Vince had to wait for the Giants third innings before he saw his first home run. The American, Mossby, up for his third strike, hit one cleanly over the outfield into the Whales stand. The entire crowd oohed as it arced above them. Vince leapt up and cried:

"Six!"

Connie was most impressed when, a minute later, the Yokohama fans threw the ball back onto the field to the Whales right fielder, who took it across to the other side of the diamond and tossed it into the throng of Giants supporters.

"Now, that's good sportsmanship," Connie declared. "You'd never see that at a cricket match."

"At a cricket match," Vince growled, "you'd have to throw the ball back to the bowler wherever it landed. If you didn't, they'd have to find another ball just as old before play resumed."

A few minutes later, Hara hit the second home run and the Giants were leading, 4 - 0. The rain was coming down quite heavily by now and there was still no sign of the super sopper. Umbrellas went up and Vince found it difficult to keep his legs dry with the constant drip from the umbrellas around him. Mossby had hit his second home run in the fourth innings and it was looking rather dismal for the Whales until their fifth innings when they managed to get three home.

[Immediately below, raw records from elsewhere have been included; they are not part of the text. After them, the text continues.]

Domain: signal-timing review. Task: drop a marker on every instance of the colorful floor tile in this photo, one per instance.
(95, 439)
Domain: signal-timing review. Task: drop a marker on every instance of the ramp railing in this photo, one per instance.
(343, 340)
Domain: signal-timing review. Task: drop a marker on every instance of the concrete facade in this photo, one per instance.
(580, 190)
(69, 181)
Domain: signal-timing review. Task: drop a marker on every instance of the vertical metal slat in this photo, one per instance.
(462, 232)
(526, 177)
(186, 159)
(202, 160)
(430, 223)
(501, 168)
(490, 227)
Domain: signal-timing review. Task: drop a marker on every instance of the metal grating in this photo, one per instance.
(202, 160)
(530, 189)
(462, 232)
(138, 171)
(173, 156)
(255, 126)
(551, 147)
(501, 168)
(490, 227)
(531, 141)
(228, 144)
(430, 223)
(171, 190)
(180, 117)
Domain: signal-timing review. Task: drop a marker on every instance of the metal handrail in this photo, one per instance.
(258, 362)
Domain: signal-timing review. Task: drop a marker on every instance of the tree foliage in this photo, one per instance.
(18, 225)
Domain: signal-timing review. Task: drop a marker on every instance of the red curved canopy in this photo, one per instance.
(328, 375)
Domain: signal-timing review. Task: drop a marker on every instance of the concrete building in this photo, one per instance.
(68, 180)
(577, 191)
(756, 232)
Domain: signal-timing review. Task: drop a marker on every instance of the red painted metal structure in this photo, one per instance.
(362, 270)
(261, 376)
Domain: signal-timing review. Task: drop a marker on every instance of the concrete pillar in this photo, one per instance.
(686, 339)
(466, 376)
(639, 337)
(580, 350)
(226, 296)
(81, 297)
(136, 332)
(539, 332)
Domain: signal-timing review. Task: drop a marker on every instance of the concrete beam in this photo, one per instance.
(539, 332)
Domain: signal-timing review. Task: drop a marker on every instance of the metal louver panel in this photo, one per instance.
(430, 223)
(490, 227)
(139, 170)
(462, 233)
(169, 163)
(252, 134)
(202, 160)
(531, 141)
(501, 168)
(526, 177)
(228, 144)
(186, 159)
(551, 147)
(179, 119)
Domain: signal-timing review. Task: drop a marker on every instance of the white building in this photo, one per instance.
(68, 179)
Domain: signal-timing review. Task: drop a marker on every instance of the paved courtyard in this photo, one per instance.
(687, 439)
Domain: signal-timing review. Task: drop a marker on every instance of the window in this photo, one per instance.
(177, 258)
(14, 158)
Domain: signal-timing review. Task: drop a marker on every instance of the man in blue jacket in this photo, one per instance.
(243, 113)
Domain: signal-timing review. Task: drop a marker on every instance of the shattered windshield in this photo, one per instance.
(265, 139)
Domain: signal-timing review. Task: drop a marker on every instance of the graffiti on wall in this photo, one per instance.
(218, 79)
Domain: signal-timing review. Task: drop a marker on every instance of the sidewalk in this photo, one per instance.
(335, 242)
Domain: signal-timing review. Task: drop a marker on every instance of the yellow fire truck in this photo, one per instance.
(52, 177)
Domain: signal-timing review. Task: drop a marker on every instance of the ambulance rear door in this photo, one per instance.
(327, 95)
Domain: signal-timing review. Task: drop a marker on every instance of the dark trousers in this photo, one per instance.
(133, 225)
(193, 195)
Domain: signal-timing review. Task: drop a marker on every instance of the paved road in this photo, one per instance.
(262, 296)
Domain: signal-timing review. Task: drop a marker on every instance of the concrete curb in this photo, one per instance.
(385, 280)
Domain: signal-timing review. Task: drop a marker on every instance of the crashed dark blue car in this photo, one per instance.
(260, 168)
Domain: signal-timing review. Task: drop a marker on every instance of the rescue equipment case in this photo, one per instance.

Somewhere in the Giants sixth innings, the weather reached hurricane proportions and although they were absolutely soaked, Vince was delighted to discover that they did in fact have covers and a super sopper. He looked at the puddles forming on the ground and shook his head.

"No," he told Connie, "they won't be playing again today. It'd take the Channel 7 chopper till morning to dry this lot out."

They scurried for cover and joined the crowds pressing to leave the stadium. A man with a loud speaker was telling everyone that once they were out, they couldn't get back in to watch the resumption of play. Vince had even noticed a few diehards huddled out in the rain, but he smiled at Connie and said:

"They'll be lucky!"

It was later that night that he discovered that they did actually finish the game, although the score remained the same at six for the Giants and three for the Whales. Vince shook his head in disbelief.

"Gracious! That must have been one hell of a super sopper!"